Identification of orthologs. Identification of orthologs begins with an all versus all BLASTP search (Altschul et al., 1990) performed on annotated genomes. Blast results are then analyzed with the program Tribe-MCL (Enright et al., 2002; van Dongen, 2000), which utilizes Markov Clustering (MCL) by creating a similarity matrix from e-values and then clusters proteins into related groups. The main parameter that influences the size of a cluster in Tribe-MCL is the inflation value, which can be adjusted from 1.1 (producing fewer cluster but with more members) to 5.0 (producing more clusters with fewer members). Using a range of settings for the inflation value (1.1 to 5.0) and filtering for clusters that consisted of one protein from each proteome in the analysis we are able to find putative orthologs. Only clusters of orthologs with best hits to a protein within the same cluster, are considered for phylogenetic analysis. The protein sequences used for the phylogenetic analysis are those reported for each protein when compared to its best hit in the BLASTP results.

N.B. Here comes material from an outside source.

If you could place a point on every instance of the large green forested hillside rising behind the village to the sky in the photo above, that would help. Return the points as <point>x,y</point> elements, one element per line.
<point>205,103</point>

Alignments and model assignment. Using Perl scripts   (http://spatafora.science.oregonstate.edu/node/view/145), identified sequences are extracted from the BLASTP report, concatenated, parsed into fasta format and each cluster of orthologous protein sequences are aligned with ClustalW (Thompson et al., 1997). All aligned orthologous clusters are concatenated into a single alignment and converted into Phylip format. ProtTest v1.2.6 (Abascal et al., 2005) is used to estimate the best model of evolution for each set of orthologs and the concatenated super alignment. Gap-containing columns are excluded from phylogenetic analyses. 


Phylogenetic analyses. Tree construction can be performed using standard phylogenetic algorithms, including maximum likelihood (ML) with Phyml (Guindon and Gascuel, 2003), maximum parsimony (MP) in  Paup*v10b (Swofford, 2002), and neighbor joining (NJ) distance analyses using PHYLIP v3.65 (Felsenstein, 1981). Models used in ML analyses are chosen as either the best fit model for the super alignment or as the most frequent model from individual orthologs. Support for the nodes of the phylogenetic tree are estimated using 100 bootstrap replicates.

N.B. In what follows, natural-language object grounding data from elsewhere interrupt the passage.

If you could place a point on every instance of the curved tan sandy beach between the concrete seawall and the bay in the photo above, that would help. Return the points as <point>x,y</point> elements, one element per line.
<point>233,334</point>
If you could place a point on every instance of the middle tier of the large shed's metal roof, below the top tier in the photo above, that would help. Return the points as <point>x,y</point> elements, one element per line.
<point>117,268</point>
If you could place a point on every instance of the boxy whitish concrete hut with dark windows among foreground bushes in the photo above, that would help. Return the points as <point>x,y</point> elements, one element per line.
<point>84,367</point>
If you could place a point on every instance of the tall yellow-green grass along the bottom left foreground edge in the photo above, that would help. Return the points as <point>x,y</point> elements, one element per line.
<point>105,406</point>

Figure 1.  A flowchart showing the steps taken to produce a super alignment by linking existing programs (grey ovals) with perl scripts (yellow boxes) which feed in/output (white boxes) to the next step.  The parsing of BLASTP output into a super alignment is fully automated and performed by the program Hal, which takes approximately 4 hours to complete the task.


Figure 2.  A tree showing phylogenetic relationships using a super alignment from 781 orthologous amino acid sequences of 17 fungal taxa and analyzed by maximum  parsimony. Numbers at the nodes are bootstrap partitions from 100 nonparametric bootstrap replications.



Abascal, F., et al., 2005. ProtTest: selection of best-fit models of protein evolution. Bioinformatics. 21, 2104-2105.

Altschul, S. F., et al., 1990. Basic local alignment search tool. J Mol Biol. 215, 403-10.

Enright, A. J., et al., 2002. An efficient algorithm for large-scale detection of protein families. Nucleic Acids Res. 30, 1575-84.

Felsenstein, J., 1981. PHYLIP: Phylogeny inference package (version 3.2). Cladistics. 5, 164-166.

Guindon, S., Gascuel, O., 2003. A simple, fast, and accurate algorithm to estimate large phylogenies by maximum likelihood. Syst Biol. 52, 696-704.

Swofford, D. L., PAUP*. Phylogenetic analysis using parsimony (*and other methods). Sinauer Associates, Sunderland, Massachusetts, U.S.A., 2002.

Thompson, J. D., et al., 1997. The CLUSTAL_X windows interface: flexible strategies for multiple sequence alignment aided by quality analysis tools. Nucleic Acids Res. 25, 4876-82.

van Dongen, S., Graph Clustering by Flow Simulation. University of Utrecht, Utrecht, 2000.